Fix thin gaps, holes, slivers and double surfaces.

The operations might raise GEOSExceptions, so it might be nessecary to set the ‘grid_sizes’ argument, it might also be a good idea to run coverage_clean twice to fill gaps resulting from these GEOSExceptions.

Rules: - Holes (interiors) thinner than the tolerance are closed. - Gaps between polygons are filled if thinner than the tolerance. - Sliver polygons thinner than the tolerance are eliminated into the neighbor polygon with the longest shared border. - Double surfaces thinner than the tolerance are eliminated. If duplicate_action is “fix”, thicker double surfaces will be updated. - Line and point geometries are removed with no warning. - MultiPolygons and GeometryCollections are exploded to Polygons. - Index is reset.

Parameters:
  • gdf (GeoDataFrame) – GeoDataFrame to be cleaned.

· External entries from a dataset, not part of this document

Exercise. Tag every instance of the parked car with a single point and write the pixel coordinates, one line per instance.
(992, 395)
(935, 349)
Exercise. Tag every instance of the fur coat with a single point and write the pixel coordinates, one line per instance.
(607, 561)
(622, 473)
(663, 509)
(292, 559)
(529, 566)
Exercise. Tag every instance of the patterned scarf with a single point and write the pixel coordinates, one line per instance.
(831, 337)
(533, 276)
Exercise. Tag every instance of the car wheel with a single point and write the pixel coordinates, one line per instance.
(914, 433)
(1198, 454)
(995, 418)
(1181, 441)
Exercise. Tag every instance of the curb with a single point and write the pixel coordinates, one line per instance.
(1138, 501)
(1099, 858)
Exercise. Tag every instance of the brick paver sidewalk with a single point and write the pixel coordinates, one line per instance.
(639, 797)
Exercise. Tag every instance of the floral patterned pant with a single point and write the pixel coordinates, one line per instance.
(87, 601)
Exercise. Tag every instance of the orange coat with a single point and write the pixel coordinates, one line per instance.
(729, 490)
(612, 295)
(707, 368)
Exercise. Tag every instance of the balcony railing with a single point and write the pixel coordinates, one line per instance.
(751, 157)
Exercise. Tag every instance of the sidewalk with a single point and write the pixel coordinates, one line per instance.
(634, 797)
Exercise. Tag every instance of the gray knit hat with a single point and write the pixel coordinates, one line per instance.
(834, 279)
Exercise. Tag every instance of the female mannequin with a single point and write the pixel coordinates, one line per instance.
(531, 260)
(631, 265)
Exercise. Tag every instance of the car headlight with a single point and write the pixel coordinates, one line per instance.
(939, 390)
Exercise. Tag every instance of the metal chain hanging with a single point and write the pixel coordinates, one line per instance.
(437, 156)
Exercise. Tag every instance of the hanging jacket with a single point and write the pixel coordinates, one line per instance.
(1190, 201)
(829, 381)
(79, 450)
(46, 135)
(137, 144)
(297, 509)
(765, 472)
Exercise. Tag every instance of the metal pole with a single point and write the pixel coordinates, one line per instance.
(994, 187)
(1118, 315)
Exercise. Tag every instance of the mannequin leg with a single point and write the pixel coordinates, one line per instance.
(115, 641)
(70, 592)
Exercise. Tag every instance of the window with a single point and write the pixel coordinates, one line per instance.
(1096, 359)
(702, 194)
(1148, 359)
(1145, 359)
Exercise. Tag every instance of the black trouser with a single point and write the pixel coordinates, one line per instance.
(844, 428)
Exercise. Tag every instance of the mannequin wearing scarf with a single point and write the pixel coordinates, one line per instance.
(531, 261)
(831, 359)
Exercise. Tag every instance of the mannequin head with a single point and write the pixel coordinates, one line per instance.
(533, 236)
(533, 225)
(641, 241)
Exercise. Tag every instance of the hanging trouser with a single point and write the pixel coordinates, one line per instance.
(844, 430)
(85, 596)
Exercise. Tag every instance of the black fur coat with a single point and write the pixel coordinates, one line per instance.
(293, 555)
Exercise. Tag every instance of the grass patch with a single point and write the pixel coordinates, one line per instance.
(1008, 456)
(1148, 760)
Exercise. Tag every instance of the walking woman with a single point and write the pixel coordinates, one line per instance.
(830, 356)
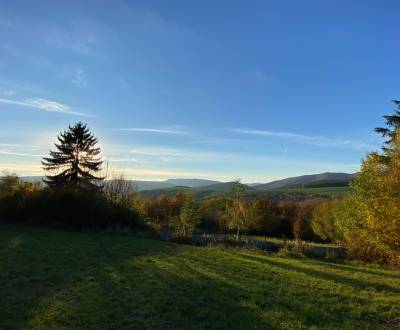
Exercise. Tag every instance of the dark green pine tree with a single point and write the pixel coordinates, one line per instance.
(390, 132)
(76, 161)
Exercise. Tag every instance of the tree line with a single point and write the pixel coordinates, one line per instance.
(76, 194)
(367, 221)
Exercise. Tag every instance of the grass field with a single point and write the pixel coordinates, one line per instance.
(54, 279)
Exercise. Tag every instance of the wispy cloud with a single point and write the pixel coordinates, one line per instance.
(76, 75)
(45, 105)
(7, 93)
(153, 130)
(307, 139)
(7, 152)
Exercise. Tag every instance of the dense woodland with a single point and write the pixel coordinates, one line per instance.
(76, 195)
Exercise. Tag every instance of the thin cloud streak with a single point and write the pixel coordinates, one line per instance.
(152, 130)
(307, 139)
(21, 154)
(45, 105)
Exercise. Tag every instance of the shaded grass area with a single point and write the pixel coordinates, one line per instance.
(283, 241)
(60, 279)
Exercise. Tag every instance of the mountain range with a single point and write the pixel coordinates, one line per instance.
(327, 179)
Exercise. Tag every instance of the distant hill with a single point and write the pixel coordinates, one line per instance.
(314, 180)
(32, 179)
(192, 183)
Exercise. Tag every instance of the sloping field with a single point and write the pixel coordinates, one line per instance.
(60, 279)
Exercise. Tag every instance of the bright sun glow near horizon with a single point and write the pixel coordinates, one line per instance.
(210, 90)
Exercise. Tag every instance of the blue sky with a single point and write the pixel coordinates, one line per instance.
(257, 90)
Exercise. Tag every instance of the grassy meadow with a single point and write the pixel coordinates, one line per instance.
(55, 279)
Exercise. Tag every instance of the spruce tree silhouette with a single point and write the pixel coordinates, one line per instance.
(390, 132)
(76, 161)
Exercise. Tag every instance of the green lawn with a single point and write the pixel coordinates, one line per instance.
(54, 279)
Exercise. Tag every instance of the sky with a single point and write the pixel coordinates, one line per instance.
(257, 90)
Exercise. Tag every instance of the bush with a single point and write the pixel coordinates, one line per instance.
(67, 207)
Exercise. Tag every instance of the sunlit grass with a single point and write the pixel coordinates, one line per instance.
(60, 279)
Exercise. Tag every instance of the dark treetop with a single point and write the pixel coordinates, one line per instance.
(76, 161)
(390, 132)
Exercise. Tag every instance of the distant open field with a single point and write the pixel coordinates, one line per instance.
(318, 191)
(52, 279)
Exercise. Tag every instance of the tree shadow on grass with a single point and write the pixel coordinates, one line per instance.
(366, 269)
(111, 281)
(344, 280)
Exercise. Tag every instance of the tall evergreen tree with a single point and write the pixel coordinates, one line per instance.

  • tolerance (int | float) – distance (usually meters) used as the minimum thickness for polygons to be eliminated. Any gap, hole, sliver or double surface that are empty after a negative buffer of tolerance / 2 are eliminated into the neighbor with the longest shared border.

  • duplicate_action (str) – Either “fix”, “error” or “ignore”. If “fix” (default), double surfaces thicker than the tolerance will be updated from top to bottom (function update_geometries) and then dissolved into the neighbor polygon with the longest shared border. If “error”, an Exception is raised if there are any double surfaces thicker than the tolerance. If “ignore”, double surfaces are kept as is.

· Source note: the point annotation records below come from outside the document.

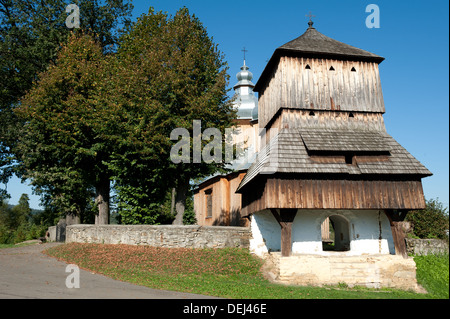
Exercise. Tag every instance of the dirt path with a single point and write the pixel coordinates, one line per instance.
(25, 272)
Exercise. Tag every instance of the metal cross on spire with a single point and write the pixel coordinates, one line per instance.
(310, 23)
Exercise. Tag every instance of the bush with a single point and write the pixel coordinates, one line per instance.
(431, 222)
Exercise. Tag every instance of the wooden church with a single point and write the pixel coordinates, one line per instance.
(327, 154)
(325, 158)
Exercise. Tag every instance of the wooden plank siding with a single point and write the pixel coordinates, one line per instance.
(292, 86)
(279, 192)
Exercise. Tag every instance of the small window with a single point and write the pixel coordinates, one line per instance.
(208, 194)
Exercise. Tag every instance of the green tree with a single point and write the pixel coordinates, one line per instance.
(178, 76)
(70, 127)
(431, 222)
(31, 33)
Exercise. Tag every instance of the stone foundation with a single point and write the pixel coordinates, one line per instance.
(374, 271)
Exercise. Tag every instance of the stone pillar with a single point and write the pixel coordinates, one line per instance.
(285, 218)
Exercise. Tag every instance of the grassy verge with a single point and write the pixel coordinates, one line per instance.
(229, 273)
(433, 274)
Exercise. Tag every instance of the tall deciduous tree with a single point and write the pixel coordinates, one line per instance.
(31, 33)
(70, 125)
(179, 76)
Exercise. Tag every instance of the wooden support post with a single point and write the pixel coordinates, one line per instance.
(285, 218)
(398, 233)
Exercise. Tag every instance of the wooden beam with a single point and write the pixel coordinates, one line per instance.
(398, 233)
(285, 218)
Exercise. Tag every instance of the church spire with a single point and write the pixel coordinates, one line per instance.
(310, 23)
(246, 100)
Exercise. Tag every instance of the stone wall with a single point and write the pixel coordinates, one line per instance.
(161, 235)
(426, 246)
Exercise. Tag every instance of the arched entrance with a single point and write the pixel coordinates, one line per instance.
(338, 236)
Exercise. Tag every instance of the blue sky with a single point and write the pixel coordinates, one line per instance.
(413, 37)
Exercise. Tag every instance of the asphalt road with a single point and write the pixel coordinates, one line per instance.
(25, 272)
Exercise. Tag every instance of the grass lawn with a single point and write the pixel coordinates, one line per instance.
(229, 273)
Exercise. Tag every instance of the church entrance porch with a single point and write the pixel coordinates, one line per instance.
(356, 232)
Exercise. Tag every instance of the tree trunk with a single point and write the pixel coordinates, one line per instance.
(102, 201)
(180, 200)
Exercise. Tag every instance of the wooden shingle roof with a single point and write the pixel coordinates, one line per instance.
(288, 153)
(344, 140)
(314, 42)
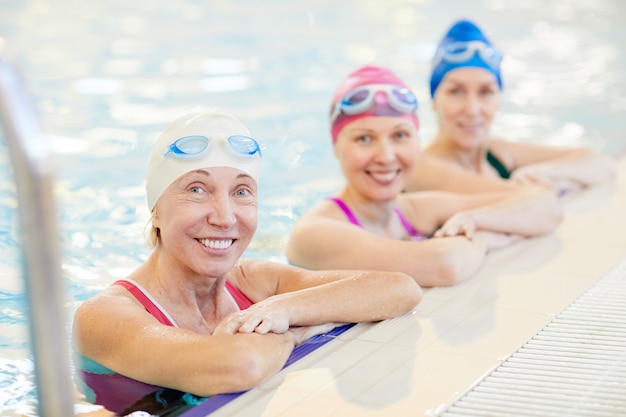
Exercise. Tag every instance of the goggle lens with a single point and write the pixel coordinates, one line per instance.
(244, 145)
(361, 100)
(192, 147)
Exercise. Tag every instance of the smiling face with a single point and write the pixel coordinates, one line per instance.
(377, 154)
(466, 102)
(206, 220)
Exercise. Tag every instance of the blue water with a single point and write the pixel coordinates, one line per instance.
(108, 76)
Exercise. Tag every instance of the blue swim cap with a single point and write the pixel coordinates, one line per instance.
(464, 45)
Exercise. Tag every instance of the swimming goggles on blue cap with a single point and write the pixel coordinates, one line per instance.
(192, 147)
(459, 52)
(361, 99)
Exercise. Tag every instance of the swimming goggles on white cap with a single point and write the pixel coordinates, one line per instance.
(459, 52)
(195, 146)
(361, 100)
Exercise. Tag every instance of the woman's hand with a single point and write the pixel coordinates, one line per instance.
(460, 224)
(263, 317)
(495, 240)
(302, 334)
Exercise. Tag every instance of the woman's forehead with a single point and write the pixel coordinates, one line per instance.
(470, 75)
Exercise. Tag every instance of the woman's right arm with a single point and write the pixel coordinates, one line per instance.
(122, 336)
(432, 173)
(320, 243)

  • grid_sizes (tuple[None | int]) – One or more grid_sizes used in overlay and dissolve operations that might raise a GEOSException. Defaults to (None,), meaning no grid_sizes.

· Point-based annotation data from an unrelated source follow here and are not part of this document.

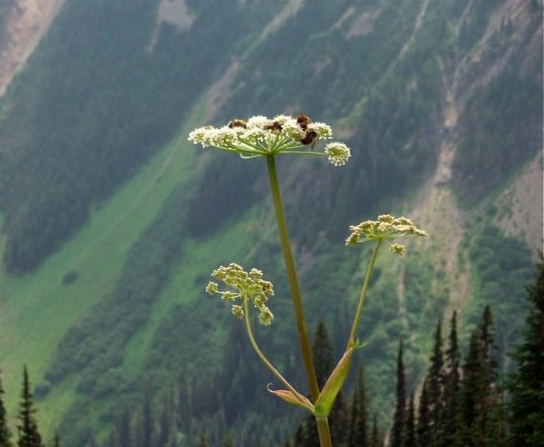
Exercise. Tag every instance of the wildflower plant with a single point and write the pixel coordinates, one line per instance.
(284, 135)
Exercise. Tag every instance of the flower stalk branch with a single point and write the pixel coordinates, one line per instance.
(293, 280)
(263, 137)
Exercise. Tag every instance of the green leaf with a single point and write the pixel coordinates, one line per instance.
(294, 398)
(334, 384)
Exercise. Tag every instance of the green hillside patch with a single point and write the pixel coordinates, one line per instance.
(79, 275)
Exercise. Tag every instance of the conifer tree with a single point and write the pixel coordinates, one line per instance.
(124, 429)
(147, 427)
(29, 435)
(479, 392)
(323, 354)
(375, 438)
(306, 435)
(358, 425)
(435, 385)
(423, 432)
(527, 383)
(399, 417)
(5, 434)
(451, 386)
(409, 433)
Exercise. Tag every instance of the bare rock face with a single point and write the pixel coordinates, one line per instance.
(26, 24)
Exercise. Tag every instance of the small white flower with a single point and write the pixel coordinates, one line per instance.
(323, 130)
(337, 153)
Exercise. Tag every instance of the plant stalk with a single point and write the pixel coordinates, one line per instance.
(293, 280)
(260, 353)
(324, 432)
(362, 297)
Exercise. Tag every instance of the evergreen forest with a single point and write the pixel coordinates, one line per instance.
(112, 221)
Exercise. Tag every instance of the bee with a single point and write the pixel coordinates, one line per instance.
(303, 121)
(273, 125)
(310, 138)
(237, 123)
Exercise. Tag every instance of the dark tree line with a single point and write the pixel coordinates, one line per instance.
(462, 402)
(27, 431)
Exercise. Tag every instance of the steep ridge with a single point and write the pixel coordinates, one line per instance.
(26, 24)
(165, 330)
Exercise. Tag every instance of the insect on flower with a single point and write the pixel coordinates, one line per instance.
(273, 125)
(237, 123)
(303, 121)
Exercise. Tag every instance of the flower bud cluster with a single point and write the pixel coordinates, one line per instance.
(262, 136)
(247, 286)
(386, 227)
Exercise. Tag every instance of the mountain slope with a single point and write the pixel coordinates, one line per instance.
(113, 232)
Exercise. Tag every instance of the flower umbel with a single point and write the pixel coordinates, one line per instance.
(386, 227)
(247, 286)
(337, 153)
(262, 136)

  • n_jobs (int) – Number of threads.

Return type:

GeoDataFrame

Returns:

A GeoDataFrame with cleaned polygons.

explore_geosexception(e, *gdfs, logger=None)[source]

Extract the coordinates of a GEOSException and show in map.

Parameters:
  • e (GEOSException) – The exception thrown by a GEOS operation, which potentially contains coordinates information.

  • *gdfs (GeoDataFrame) – One or more GeoDataFrames to display for context in the map.

  • logger (Any | None) – An optional logger to log the error with visualization. If None, uses standard output.

Return type:

None

remove_spikes(gdf, tolerance, n_jobs=1)[source]

Remove thin spikes from polygons.

Parameters:
  • gdf (GeoDataFrame) – A GeoDataFrame.

  • tolerance (int | float) – Spike tolerance.

  • n_jobs (int) – Number of threads.

Return type:

GeoDataFrame

Returns:

A GeoDataFrame.